Le Premier Ministre ne dit rien de plus, supposant la discussion clause.
- Quant à ce groupe d'anarchistes, continue Solenn, je vais m'en occuper personnellement.
- Non, c'est hors de question !, s'emporte le Premier Ministre. Faites moi le plaisir de garder
vos chiens de garde à vos bottes. Je n'ai pas envie qu'un de vos psychopathes déclenche
une réaction en chaine incontrôlable. Les médias sont capricieux et détestent que l'on
touche à leur droit à la libre expression. Restez en dehors de ça, je vais régler ce problème
à ma façon.
Solenn ne répond pas et acquiesce, moqueuse. Elle se retourne, s'apprête à sortir du bureau,
puis conclut.
- Ne nous décevez pas Monsieur le Premier Ministre ! Notre franchise ouvrira dans un mois,
comme prévu. Et nous ne laisserons personne contrarier notre agenda... Croyez-moi. Ni ce
soit disant "CERF", ni personne d'autre.
Une fois Solenn partie, le Premier Ministre réfléchit quelques instants :
- Marjorie ? Vous êtes encore là Marjorie ?
- Oui, Monsieur, que puis-je pour vous ?
- Appelez-moi le Secrétaire d'état à l'Intérieur je vous prie.... Dites lui de venir
immédiatement.
- Bien Monsieur !
- Et après, vous pourrez partir Marjorie, je vous remercie.
- Très bien.
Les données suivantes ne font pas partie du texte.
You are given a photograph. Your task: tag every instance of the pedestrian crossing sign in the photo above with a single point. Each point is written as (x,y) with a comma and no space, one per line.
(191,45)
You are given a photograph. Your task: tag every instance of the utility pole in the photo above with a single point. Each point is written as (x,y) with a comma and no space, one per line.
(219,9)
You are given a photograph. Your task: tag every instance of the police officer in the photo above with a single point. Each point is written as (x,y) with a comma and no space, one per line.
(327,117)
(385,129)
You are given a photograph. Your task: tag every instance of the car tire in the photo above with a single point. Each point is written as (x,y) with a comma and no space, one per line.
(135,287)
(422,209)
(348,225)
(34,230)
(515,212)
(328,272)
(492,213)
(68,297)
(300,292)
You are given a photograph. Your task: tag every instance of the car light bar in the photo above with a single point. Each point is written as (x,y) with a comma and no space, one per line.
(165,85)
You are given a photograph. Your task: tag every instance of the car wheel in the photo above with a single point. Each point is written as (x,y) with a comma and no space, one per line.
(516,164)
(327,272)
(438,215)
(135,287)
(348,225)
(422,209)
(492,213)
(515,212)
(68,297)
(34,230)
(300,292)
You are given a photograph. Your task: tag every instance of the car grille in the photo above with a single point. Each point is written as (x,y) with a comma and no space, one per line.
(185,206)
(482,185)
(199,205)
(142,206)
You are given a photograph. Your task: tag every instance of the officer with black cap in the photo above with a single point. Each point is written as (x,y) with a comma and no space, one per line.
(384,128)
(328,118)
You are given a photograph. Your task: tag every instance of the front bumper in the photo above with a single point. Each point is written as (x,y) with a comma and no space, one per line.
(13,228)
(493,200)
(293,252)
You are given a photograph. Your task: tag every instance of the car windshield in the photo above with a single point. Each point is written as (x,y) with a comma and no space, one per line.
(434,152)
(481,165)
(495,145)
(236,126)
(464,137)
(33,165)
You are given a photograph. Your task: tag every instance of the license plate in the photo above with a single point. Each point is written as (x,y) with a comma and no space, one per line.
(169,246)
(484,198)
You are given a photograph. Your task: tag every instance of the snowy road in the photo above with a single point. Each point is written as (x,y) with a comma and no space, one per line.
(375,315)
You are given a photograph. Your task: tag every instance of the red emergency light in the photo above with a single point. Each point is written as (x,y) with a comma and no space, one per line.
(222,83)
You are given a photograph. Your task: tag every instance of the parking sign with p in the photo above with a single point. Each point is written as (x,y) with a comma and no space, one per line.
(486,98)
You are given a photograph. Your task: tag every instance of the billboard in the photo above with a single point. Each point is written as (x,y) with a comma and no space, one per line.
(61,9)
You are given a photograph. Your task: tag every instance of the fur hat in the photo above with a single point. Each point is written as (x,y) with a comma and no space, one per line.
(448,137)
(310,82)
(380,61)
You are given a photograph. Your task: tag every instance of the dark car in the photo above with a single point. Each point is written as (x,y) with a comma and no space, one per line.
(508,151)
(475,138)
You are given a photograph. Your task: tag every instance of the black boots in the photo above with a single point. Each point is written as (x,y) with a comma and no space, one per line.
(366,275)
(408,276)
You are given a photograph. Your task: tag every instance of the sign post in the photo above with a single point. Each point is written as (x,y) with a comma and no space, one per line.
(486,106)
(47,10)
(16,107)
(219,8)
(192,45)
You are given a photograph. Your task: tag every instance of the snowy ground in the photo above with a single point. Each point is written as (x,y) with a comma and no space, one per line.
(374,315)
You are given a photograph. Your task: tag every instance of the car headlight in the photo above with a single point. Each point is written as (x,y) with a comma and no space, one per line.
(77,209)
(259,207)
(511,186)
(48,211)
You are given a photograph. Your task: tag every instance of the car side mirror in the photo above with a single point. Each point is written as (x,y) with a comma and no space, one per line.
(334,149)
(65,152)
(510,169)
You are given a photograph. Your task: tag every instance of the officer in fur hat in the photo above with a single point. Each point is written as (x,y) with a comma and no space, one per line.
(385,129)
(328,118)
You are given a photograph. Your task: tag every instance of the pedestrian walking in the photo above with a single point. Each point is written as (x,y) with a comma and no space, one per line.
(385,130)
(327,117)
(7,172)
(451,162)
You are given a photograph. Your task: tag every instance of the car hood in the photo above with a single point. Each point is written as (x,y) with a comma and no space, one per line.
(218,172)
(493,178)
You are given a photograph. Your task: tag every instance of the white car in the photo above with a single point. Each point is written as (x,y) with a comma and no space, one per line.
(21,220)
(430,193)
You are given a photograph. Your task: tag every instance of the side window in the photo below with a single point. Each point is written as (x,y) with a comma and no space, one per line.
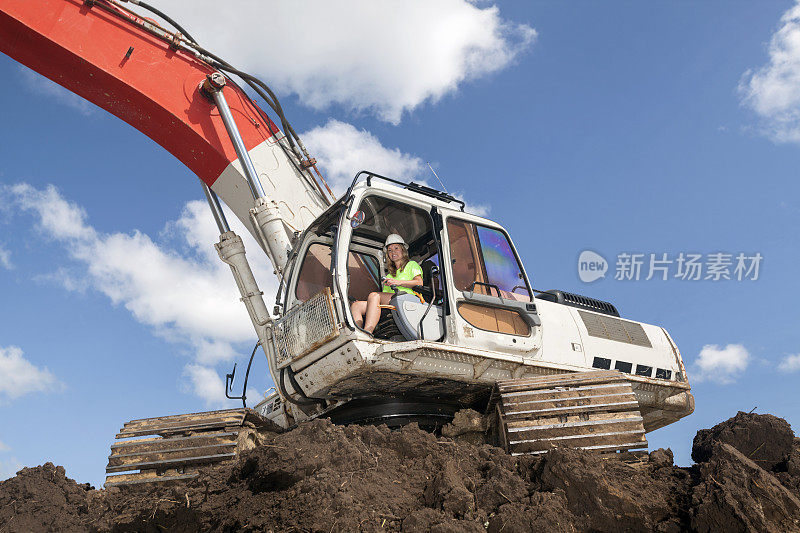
(484,262)
(315,273)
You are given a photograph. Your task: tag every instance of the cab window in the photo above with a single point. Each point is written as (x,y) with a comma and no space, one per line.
(484,262)
(315,273)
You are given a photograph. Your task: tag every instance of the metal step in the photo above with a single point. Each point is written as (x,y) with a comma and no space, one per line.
(595,410)
(177,445)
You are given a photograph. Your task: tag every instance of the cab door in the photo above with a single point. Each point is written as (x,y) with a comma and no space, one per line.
(491,305)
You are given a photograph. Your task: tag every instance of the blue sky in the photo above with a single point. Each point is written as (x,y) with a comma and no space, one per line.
(617,127)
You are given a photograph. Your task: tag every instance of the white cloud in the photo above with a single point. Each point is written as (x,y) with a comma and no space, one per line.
(42,86)
(381,56)
(206,384)
(790,363)
(773,90)
(5,259)
(9,468)
(721,365)
(342,150)
(180,288)
(65,279)
(18,376)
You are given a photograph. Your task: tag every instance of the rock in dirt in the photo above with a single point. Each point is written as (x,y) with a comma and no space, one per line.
(43,498)
(738,495)
(323,477)
(765,439)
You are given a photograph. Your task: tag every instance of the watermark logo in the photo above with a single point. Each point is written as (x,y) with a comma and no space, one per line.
(683,266)
(591,266)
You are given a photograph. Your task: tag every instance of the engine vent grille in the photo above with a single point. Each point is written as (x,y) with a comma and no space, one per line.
(615,329)
(580,301)
(305,328)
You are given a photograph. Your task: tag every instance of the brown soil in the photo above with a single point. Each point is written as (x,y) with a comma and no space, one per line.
(322,477)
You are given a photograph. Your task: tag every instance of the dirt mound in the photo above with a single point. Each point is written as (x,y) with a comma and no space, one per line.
(322,477)
(765,439)
(44,499)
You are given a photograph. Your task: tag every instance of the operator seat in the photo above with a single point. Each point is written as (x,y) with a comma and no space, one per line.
(420,318)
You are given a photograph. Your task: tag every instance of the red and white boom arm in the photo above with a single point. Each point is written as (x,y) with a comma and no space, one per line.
(148,77)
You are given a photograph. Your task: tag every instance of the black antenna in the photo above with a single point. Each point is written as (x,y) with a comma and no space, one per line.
(437,176)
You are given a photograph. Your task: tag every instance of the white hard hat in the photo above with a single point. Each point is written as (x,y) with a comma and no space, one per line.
(394,238)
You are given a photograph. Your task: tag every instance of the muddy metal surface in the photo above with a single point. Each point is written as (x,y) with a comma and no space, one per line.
(322,477)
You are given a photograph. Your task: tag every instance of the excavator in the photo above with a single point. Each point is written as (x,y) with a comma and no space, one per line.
(541,369)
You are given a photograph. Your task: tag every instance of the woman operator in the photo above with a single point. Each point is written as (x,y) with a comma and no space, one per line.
(402,275)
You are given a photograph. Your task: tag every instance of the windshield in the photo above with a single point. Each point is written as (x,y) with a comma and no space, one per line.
(484,262)
(383,217)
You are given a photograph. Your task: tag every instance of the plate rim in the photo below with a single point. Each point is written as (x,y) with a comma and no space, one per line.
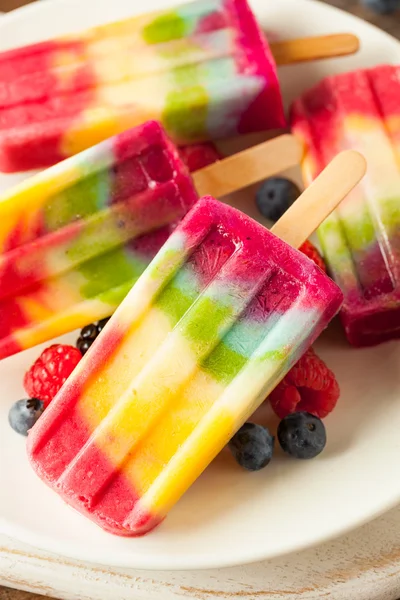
(161,561)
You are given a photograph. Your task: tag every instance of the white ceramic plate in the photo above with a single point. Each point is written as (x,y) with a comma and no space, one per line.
(229,517)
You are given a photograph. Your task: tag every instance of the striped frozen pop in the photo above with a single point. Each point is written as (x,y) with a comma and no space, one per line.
(75,238)
(217,319)
(361,239)
(203,69)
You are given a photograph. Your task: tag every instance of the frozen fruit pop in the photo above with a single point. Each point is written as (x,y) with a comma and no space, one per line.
(203,69)
(74,239)
(213,324)
(361,239)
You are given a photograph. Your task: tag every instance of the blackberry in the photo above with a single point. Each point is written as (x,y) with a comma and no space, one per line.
(89,334)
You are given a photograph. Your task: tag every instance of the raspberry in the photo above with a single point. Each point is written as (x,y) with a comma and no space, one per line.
(50,371)
(309,386)
(311,251)
(199,155)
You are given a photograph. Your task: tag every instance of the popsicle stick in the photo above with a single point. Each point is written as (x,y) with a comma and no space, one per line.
(321,198)
(247,167)
(314,48)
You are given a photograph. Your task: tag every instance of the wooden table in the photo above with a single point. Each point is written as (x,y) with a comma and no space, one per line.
(375,547)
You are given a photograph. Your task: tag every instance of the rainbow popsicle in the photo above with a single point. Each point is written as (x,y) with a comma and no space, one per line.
(202,69)
(75,238)
(213,324)
(361,239)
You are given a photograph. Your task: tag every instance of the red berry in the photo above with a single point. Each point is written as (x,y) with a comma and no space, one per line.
(309,387)
(311,251)
(199,155)
(50,371)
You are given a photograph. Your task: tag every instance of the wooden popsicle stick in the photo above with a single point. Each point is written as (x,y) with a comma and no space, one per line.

Bonne nuit Monsieur.
- Bonne nuit Marjorie !
Ses dernières consignes passées, le Premier Ministre regarde la Fatoptère prostrée au
fond de sa cage.
- Dis-moi petite créature, qui es-tu vraiment ? Quelles sont donc les secrets que tu caches
sous ta carapace bleutée ?
Il l'attrape avec un curieux mélange de douceur et de fermeté. Ses pattes prolongées de longs
filaments translucides s'agitent à quelques centimètres seulement de son visage, cherchant à
l'atteindre, à s'enfouir sous ses chairs.
- Tu sais... Même si je n ai aucune confiance en ta propriétaire, je dois dire qu'elle m'a gâté le
jour où elle t'a amenée jusqu'à moi.
Il sourit et approche la Fatoptère de sa nuque. Il sent ses filaments visqueux glisser dans son
cou, puis sous ses cheveux, le délicieux liquide froid qui coule derrière son crâne. Tout autour
de lui, la réalité prend d'autres couleurs.